In San Luca in der kalabrischen Provinz sollte sich Antonio S. jeden Abend bei der Polizei melden. Schon nach kurzer Zeit aber meldete er sich hier nicht mehr, weil Duisburg sein neuer alter Lebensmittelpunkt war. © picture-alliance/ dpa | epa ansa Franco Cufari

Und: Antonio S. darf das Gefängnis verlassen. Die FAZ berichtet nun von der damaligen Auflage: Jeden Abend zwischen 17 und 18 Uhr muss er sich in der Polizeistation von San Luca melden. Doch dort taucht er nach kurzer Zeit schon nicht mehr auf. Statt der kalabrischen Provinz ist der Niederrhein wieder sein Lebensmittelpunkt.

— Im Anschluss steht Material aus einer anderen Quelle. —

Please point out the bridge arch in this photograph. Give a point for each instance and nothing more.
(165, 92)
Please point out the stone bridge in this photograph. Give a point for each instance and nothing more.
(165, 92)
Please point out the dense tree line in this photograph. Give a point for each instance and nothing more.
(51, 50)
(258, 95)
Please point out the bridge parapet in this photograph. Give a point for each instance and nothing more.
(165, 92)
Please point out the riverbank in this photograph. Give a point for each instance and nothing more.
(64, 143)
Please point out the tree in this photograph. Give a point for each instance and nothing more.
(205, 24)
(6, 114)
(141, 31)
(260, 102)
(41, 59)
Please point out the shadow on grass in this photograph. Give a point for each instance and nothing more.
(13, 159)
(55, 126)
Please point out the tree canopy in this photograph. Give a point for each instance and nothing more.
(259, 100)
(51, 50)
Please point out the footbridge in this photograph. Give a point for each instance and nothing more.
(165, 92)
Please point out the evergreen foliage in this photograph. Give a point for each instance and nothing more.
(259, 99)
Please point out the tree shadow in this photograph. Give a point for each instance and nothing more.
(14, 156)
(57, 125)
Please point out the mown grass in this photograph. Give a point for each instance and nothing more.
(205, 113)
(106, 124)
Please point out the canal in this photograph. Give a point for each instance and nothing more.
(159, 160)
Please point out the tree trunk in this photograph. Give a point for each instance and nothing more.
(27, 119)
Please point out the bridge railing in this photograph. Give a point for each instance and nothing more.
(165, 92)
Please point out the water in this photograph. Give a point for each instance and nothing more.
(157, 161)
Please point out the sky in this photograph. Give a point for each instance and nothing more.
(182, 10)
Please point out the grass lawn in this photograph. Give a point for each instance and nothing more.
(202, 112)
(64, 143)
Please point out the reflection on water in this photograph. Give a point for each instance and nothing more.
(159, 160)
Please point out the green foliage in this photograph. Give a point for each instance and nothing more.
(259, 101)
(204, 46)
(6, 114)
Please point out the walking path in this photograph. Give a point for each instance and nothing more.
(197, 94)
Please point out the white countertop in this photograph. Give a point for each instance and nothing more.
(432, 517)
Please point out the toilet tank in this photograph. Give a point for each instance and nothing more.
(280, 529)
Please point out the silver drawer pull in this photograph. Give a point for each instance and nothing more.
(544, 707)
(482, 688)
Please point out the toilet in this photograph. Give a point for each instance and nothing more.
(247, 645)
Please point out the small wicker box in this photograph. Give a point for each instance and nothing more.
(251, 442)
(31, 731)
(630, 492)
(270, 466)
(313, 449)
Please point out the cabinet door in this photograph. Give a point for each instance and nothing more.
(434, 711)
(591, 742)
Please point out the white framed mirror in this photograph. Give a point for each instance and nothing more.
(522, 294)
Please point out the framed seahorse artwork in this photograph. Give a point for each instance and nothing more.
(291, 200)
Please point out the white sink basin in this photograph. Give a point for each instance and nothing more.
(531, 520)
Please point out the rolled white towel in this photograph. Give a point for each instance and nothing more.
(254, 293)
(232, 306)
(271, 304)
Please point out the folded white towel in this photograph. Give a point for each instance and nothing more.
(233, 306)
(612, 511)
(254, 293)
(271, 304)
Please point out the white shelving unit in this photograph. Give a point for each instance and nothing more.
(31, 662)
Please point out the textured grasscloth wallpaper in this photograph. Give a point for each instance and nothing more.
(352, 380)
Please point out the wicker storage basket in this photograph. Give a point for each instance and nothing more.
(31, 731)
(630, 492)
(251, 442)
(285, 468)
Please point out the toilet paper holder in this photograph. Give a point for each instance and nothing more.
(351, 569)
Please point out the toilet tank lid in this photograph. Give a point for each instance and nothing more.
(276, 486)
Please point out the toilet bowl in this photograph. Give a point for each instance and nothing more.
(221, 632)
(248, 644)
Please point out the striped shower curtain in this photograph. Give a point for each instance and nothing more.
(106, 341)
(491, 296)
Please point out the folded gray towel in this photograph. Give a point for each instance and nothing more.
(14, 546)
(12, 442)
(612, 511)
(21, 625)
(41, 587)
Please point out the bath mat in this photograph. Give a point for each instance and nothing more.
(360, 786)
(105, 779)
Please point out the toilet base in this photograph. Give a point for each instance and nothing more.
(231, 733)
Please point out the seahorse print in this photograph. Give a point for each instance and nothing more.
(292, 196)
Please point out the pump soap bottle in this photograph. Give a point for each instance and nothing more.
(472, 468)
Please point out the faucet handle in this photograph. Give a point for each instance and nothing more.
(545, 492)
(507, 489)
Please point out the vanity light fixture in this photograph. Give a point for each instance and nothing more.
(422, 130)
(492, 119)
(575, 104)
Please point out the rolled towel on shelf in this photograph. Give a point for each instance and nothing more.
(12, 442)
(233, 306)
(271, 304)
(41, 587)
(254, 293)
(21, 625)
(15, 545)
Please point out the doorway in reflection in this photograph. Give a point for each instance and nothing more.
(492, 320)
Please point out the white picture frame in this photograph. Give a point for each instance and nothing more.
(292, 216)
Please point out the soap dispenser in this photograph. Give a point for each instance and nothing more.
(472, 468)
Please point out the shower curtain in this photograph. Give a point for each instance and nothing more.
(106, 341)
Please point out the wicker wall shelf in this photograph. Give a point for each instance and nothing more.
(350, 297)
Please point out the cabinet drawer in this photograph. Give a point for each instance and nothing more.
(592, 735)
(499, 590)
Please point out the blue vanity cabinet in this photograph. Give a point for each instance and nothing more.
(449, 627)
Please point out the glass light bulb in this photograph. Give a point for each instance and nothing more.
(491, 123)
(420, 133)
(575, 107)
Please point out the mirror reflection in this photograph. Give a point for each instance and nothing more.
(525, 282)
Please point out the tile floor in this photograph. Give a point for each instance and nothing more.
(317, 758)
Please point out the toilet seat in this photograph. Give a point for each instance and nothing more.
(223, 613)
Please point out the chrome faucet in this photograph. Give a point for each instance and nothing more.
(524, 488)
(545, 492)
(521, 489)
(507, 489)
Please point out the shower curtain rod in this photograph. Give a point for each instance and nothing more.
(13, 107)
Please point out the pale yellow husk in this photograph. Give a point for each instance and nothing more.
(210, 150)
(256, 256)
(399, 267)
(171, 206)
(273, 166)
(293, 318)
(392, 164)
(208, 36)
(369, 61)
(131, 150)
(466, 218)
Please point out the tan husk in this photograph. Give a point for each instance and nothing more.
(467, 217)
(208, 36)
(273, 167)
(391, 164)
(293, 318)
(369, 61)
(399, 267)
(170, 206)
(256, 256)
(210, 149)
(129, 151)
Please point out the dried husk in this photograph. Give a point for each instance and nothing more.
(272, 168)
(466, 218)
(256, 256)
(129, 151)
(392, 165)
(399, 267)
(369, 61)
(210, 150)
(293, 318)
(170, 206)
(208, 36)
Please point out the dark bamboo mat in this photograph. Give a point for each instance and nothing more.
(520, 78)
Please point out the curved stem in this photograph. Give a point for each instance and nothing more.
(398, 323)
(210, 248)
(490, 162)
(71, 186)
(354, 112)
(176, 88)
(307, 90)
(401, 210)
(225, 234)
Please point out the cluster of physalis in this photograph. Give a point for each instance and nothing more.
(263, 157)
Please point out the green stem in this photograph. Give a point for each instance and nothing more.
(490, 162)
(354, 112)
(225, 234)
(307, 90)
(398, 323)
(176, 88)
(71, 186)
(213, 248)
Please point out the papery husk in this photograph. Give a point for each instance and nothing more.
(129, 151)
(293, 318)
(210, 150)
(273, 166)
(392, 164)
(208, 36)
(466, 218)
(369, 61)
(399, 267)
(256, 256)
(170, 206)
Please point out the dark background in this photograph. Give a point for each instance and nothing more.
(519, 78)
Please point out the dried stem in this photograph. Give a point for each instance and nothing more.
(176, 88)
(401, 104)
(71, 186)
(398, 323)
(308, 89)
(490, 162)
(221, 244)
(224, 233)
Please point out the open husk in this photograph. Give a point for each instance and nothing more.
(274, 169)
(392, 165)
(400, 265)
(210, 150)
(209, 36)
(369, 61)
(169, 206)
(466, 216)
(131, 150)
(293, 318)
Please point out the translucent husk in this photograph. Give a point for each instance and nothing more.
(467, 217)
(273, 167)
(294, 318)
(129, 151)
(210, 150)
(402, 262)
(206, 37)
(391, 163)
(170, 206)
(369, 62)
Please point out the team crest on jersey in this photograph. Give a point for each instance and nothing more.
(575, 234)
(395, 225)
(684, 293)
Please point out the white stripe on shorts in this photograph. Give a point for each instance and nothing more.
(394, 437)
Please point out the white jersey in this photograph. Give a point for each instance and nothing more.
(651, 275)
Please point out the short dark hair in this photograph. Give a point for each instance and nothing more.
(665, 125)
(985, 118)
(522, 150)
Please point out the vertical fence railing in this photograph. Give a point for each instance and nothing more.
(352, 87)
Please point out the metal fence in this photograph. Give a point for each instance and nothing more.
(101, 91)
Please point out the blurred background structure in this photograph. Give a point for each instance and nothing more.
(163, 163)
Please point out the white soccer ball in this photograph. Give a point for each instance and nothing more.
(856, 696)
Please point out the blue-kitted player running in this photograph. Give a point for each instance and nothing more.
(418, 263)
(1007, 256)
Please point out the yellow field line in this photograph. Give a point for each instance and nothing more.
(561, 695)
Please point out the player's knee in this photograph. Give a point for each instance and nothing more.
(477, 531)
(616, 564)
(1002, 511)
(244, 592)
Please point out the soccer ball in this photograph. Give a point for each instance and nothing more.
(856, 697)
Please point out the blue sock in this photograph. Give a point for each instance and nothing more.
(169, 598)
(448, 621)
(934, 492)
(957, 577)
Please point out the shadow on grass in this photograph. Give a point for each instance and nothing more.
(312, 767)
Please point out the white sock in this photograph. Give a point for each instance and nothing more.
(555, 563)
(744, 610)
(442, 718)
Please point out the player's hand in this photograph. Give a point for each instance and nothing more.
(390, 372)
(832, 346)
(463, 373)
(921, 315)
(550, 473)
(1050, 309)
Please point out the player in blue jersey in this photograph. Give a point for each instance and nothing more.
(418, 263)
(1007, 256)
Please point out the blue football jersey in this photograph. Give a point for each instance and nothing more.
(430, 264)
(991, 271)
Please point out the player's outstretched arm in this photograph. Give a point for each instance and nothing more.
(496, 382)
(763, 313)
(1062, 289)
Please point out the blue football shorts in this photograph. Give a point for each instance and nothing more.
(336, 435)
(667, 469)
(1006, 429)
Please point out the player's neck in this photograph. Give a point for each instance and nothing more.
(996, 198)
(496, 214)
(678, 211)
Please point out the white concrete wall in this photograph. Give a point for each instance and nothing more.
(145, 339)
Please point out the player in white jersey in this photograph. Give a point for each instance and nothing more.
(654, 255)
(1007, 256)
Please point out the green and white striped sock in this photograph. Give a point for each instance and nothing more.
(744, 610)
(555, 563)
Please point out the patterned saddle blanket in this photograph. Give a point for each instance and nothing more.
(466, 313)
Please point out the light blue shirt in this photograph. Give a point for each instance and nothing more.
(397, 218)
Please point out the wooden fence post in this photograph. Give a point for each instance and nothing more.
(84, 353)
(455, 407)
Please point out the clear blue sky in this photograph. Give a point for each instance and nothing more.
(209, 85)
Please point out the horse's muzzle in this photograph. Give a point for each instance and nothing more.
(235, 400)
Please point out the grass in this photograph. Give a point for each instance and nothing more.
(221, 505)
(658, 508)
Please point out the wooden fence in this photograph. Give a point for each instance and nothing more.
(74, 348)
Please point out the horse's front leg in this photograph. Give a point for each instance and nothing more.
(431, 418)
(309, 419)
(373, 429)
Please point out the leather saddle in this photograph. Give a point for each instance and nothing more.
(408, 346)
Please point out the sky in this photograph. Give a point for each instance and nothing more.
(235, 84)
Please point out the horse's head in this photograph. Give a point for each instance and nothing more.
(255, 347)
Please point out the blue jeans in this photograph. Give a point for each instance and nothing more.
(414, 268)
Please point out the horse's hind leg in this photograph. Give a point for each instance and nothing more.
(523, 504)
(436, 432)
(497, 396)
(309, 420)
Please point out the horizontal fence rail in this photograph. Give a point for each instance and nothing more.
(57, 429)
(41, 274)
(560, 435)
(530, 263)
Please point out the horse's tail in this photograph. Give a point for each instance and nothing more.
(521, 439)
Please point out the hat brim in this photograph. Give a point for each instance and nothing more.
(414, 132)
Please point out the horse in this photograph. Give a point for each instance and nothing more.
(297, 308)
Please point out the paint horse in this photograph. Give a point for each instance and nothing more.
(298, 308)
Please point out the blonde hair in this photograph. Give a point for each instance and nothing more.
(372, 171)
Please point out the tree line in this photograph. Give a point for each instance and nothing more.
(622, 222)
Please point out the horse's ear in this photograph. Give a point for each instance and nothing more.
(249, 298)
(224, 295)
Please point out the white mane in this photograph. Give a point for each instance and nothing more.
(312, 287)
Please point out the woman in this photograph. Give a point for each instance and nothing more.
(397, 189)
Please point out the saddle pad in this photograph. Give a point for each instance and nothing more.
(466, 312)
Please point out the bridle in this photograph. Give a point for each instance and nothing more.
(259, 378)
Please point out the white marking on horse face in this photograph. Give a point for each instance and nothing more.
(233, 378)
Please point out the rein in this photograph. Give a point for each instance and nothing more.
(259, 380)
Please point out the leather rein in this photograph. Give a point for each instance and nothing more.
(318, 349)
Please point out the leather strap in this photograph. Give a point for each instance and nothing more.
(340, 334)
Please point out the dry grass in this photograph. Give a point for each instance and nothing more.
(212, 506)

Im Januar 2023 schreiben ihn die italienischen Behörden erneut zur Fahndung aus – europaweit. Ins Netz geht er ihnen dann zufällig in Duisburg-Baerl. Nach Aussagen der Generalstaatsanwaltschaft Düsseldorf wartet der 44-Jährige nun in einer JVA auf seine nächste Auslieferung.

>>Über die ’Ndrangheta

  • Die ’Ndrangheta zählt zu den mächtigsten Mafia-Organisationen der Welt. Ihre Wurzeln liegen in Kalabrien. Ihre weltweiten Machenschaften sollen ihr nach Schätzungen von Experten einen jährlichen Milliarden-Umsatz bescheren.
  • In Deutschland gelten Baden-Württemberg und Nordrhein-Westfalen als Heimat der Organisation. In Duisburg geriet die ’Ndrangheta zuletzt bei einer Razzia im Juli in den Fokus. Damals durchsuchten Einsatzkräfte eine Eisdiele und ein italienisches Restaurant.